That 9D data set is a true disaster. Using a granularity of one takes 37.5 minutes!

UNIX> time bin/points_brute 1 < txt/9d_1000.txt
Best x: 1.00 1.00 9.00 9.00 1.00 4.00 1.00 1.00 1.00
Max: 8.25241

real	37m27.778s
user	37m25.628s
sys	0m1.027s
UNIX>

A Monte Carlo Search

Monte Carlo searches are nothing exciting -- just choose random points and keep track of the maximum. The code for this is in src/points_monte.cpp. I don't even show any of it, because it's so simple. While Monte Carlo searches are good for quick and dirty tests, and while they are very easy to parallelize, they are usually best used as starting points for figuring out how to do a search smarter. Below are some Monte Carlo runs for the 3D data set -- the results aren't much different from the grid search, except that it is easier to scale these tests in time.

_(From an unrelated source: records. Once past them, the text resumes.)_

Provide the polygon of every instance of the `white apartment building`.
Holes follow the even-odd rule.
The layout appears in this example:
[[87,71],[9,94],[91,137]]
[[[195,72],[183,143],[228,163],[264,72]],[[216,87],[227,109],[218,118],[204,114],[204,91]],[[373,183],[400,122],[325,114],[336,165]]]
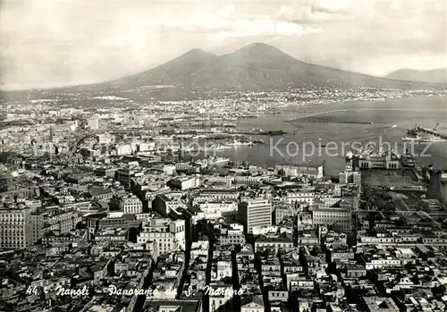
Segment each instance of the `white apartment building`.
[[171,222],[169,219],[153,219],[143,225],[137,238],[138,243],[155,242],[158,255],[185,248],[184,220]]
[[237,211],[238,204],[231,202],[207,202],[198,204],[198,207],[205,214],[205,219],[218,219],[223,213]]
[[122,198],[120,200],[120,210],[126,215],[135,215],[143,212],[143,203],[135,195]]
[[287,193],[285,201],[288,204],[302,204],[312,206],[314,204],[315,192],[313,190],[299,190]]
[[0,248],[18,249],[32,245],[30,209],[0,210]]
[[247,199],[239,204],[238,215],[244,232],[250,233],[255,226],[272,224],[272,204],[266,199]]
[[193,177],[178,177],[173,178],[169,181],[171,187],[179,189],[181,190],[186,190],[190,189],[196,189],[199,185],[199,179],[196,176]]
[[352,223],[350,209],[344,207],[319,207],[312,211],[314,227],[331,225],[333,229],[350,231]]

In the 9D data set, I set the parameters so that the Monte Carlo search would take about 37 minutes. It didn't come close to the grid search:

UNIX> time bin/points_monte  372000000 1 < txt/9d_1000.txt 
Best x: 5.87737 8.88675 1.33628 1.07946 1.59121 8.88738 1.28253 8.66066 2.0708
Max: 7.7405

real	36m47.246s
user	36m44.227s
sys	0m1.355s
UNIX> 

Using Bayesopt

Getting our problem to use BayeSopt is straightforward. It is in src/points_bayes.cpp. First, I need to implement a function with the appropriate prototype for BayesOpt to minimize. Here it is:

bool Print = false;      /* If true, then min_function() will print what it's doing. */

/* To use BayesOpt, you need to define a testing function with their prototype: */

double min_function(unsigned int n,      // Number of dimensions
                    const double *x,     // The point to test - an array of n dobules
                    double *gradient,    // Just set this to NULL.
                    void *func_data)     // You use this to pass data to the function. 
                                         // In our case, it will be a pointer to the Points class
{
  Points *p;
  vector <double> xv;
  unsigned int i;
  double rv;

  gradient = NULL;                        // We don't use this, so set it to NULL

  /* My code simply converts the data from their format into a Min_Distance() call. */

  p = (Points *) func_data;
  for (i = 0; i < n; i++) xv.push_back(x[i]);
  rv = p->Min_Distance(xv);
  if (Print) {
    for (i = 0; i < n; i++) printf(" %lg", x[i]);
    printf("  %lg\n", rv);
  }
  return -rv;      /* I return the negation, because the optimizer does minimization. */
}

Then, I have to set up their parameters and make a call to the procedure bayes_optimization().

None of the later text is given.